But the content of my post is outlining that the bold is so simplistic that it's useless as far as analysis goes. Because again, a team that couldn't get in has won a series using the same player and same metric (team success). If a logical framework meant to describe a player literally completely inverts when applied to that SAME PLAYER's next season, using team success as a barometer in a season where he has many Selke votes and will get a few Hart votes as well, it's useless. End of story. Proof by contradiction. There's nothing else to be said for that line of reasoning.
Because even if not intentional (and it was for much of the year) it is implied in the statement that "ROR didn't matter because the team was bad" that it's bad in part because of him, and that our improvement without him is because he's gone.
This is a plot I made of every team's center spine behind their top line and above their fourth, normalizing and combining its production. Call me crazy, but our lukewarm improvement (that really isn't improvement considering that our 10 game streak was followed by 60 games of indistinguishable play from the previous year despite better goaltending, and that streak itself was propped up by goalies saving a full goal per game better than the previous years', in a stretch where we only had 3 non-OT wins in 16 games anyway - ie, with last year's goaltending early in the season instead of that we got, we're not better than last year's team in the standings) probably isn't because we turned our center spine into literally the worst in the league behind Jack, along with a guy who actually literally quit on his team.

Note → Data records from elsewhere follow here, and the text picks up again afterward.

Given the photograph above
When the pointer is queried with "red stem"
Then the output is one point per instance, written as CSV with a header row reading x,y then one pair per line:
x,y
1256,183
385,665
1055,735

Like I said, saying things like that is useless if you actually have any interest in understanding the seasons of any hockey team ever in the NHL. You acquire good players not because they will turn your franchise into a winner single-handedly, but because if you acquire enough of them, and pass some threshold, you will consistently give yourself a shot to do something great year in and year out, with highs and lows all the way through. It's why Seguin can be seen as such a loser, until he's creating a buttload of meaningful goals this postseason. It's why Ovechkin can be seen as a choker, until year 13. "We didn't win anything with so-and-so so this conversation is irrelevant" is not even worth the time it takes to read the sentence, as far as learning or understanding anything about this game goes.